Les Belles-Soeurs, théâtre musical

Il y a déjà deux semaines que nous sommes allés voir la comédie musicale des Belles-Soeurs au Théâtre du Rond-Point. Et pourtant la magie est toujours présente quand on se remémore le spectacle en chantonnant quelques mots d’une des chansons.
Cette pièce écrite par Michel Tremblay en 1965 a été transformée en comédie musicale par René-Richard Cyr et Daniel Bélanger. Pour être honnête, d’ordinaire je n’aime pas beaucoup les comédies musicales donc j’avais une petite appréhension au sujet de cette innovation.
Pourtant, dès la première chanson de Germaine Lauzon qui a gagné son million de timbres-primes*, j’ai su que ça allait être un bon spectacle.
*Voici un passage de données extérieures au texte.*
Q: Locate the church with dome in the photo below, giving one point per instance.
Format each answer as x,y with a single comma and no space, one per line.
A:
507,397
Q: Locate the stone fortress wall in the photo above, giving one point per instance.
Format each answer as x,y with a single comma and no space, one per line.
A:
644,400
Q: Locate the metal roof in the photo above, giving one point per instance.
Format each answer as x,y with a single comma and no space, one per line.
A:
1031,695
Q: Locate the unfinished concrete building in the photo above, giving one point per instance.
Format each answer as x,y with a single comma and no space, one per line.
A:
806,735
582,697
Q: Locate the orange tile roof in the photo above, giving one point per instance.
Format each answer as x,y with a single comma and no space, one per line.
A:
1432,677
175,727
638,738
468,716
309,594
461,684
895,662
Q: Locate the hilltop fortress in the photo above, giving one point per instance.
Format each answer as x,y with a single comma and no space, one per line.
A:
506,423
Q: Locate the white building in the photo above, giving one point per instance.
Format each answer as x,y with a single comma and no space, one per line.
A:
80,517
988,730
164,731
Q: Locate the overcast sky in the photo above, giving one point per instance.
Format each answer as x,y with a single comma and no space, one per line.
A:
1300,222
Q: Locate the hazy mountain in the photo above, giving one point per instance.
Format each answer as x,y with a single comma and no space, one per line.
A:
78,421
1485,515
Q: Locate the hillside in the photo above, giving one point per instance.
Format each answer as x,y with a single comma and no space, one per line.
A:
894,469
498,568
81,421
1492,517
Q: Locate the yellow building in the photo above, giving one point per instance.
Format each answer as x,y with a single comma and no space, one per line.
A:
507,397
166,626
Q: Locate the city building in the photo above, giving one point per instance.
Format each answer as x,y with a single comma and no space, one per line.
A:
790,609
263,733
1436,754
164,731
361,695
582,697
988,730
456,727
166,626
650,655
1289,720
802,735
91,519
Et puis c’est encore mieux quand ses voisines, soeurs et belles-soeurs déboulent dans sa cuisine pour l’aider à venir coller ses timbres dans des carnets histoire de réclamer ses primes pour meubler son appartement en neuf.Plus la veillée passe, plus les jalousies et les drames personnels se font ressentir jusqu’à ce que la pauvre Germaine en perde son sourire.
A savoir si la pièce écrite il y a près de cinquante ans a vieilli, je pense que oui. Pour les gens de ma génération cette façon de parler et ce mode de vie a disparu. Pourtant les personnages réussissent à nous évoquer une grand-mère ou une grande tante. Et puis dans le fond les soucis de travail, d’amour et de famille restent des thèmes universels.
C’est vraiment un super spectacle avec 15 bonnes actrices et quatre musiciens sur scène. Nous n’avons pas eu l’honneur de voir Marie-Thérèse Fortin dans le rôle de Germaine Lauzon mais sa doublure dont je ne connais malheureusement pas le nom et qui a été très appréciée.

 

Les rires n’ont pas arrêté de fuser dans la salle qui était comble. A la sortie du théâtre, les parisiens échangeaient sur leur moment favori de la pièce – le signe indiscutable d’une soirée réussie.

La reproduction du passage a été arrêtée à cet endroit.